Cardiff announce 'grave concerns' following interim report into Sala flight
Cardiff City have outlined "grave concerns" about pilot David Ibbotson's licence and the legality of the flight that carried Emiliano Sala following an interim Air Accidents Investigation Branch (AAIB) report.
Ibbotson and Sala were travelling from Nantes to Cardiff on board a Piper Malibu aircraft when it disappeared on January 21.
Sala's body was later recovered from the plane wreckage in the English Channel with the help of specialist contractors, he died from head and trunk injuries. Ibbotson's body has yet to be found.
The AAIB is investigating the circumstances surrounding the flight and released an interim report on Monday, detailing its focus.

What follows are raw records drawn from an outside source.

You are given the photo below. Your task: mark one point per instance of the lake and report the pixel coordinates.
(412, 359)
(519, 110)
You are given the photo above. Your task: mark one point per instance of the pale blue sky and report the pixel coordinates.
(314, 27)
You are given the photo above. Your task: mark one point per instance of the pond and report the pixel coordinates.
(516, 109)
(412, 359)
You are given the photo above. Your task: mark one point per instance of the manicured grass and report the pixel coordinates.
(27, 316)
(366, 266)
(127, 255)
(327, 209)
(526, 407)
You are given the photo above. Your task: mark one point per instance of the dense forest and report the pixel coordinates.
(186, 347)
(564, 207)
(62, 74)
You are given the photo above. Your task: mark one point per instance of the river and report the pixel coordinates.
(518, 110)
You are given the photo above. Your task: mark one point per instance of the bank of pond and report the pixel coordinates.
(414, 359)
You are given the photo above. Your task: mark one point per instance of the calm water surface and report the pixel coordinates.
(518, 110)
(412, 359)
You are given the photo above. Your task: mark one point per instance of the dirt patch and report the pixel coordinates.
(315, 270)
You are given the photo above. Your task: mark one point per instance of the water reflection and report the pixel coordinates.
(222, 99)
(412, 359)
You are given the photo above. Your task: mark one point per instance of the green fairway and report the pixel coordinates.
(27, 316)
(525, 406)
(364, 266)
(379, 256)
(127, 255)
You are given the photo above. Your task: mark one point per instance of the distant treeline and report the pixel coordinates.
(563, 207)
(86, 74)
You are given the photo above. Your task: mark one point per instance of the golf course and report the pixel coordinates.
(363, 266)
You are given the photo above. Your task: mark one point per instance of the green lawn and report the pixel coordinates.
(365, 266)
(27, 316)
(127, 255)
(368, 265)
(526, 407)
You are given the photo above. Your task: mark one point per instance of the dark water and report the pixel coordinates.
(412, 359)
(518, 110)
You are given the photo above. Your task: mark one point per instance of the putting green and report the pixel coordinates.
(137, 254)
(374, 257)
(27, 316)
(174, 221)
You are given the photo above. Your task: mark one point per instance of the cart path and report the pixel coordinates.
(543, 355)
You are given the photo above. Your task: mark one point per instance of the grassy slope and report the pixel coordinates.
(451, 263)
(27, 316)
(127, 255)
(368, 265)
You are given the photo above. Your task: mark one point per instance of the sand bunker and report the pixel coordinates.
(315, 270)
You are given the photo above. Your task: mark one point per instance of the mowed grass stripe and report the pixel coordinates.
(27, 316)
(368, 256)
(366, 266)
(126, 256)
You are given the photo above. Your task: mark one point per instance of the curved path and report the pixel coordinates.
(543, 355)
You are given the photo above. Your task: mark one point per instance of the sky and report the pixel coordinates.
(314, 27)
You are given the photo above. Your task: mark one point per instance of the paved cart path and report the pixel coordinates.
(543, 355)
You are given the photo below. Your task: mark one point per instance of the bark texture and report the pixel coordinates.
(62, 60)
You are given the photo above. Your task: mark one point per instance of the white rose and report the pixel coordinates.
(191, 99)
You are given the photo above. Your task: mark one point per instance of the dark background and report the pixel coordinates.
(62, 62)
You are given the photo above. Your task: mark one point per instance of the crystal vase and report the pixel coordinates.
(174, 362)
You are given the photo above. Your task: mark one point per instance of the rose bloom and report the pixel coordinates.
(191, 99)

A summary found that the plane, registered in the United States, could not be used for commercial purposes without prior permission. There was no evidence that permission had been sought, although it was unclear if the flight was alternatively being operated on a cost-sharing basis.
The AAIB also said Ibbotson's "logbook and licence were not recovered from the aircraft, and the ratings on his licences and their validity dates have not yet been established".
With a full report still set to follow, Cardiff responded with a statement.
"The club acknowledges the publication today by the AAIB of their special bulletin on the loss of the Piper Malibu aircraft carrying Emiliano Sala," it read.
"We have grave concerns that questions still remain over the validity of the pilot's licence and rating to undertake such a journey, as identified in the bulletin.
"We are also concerned to discover that the trip involved an aircraft which did not conform to either UK CAA or US FAA requirements for commercial activity and therefore may have been operating unlawfully.
"We welcome further investigation into the accident, which is required to determine precisely what happened, and to ensure changes are made so that this situation never happens again."
Cardiff signed striker Sala from Nantes in a club-record deal in January.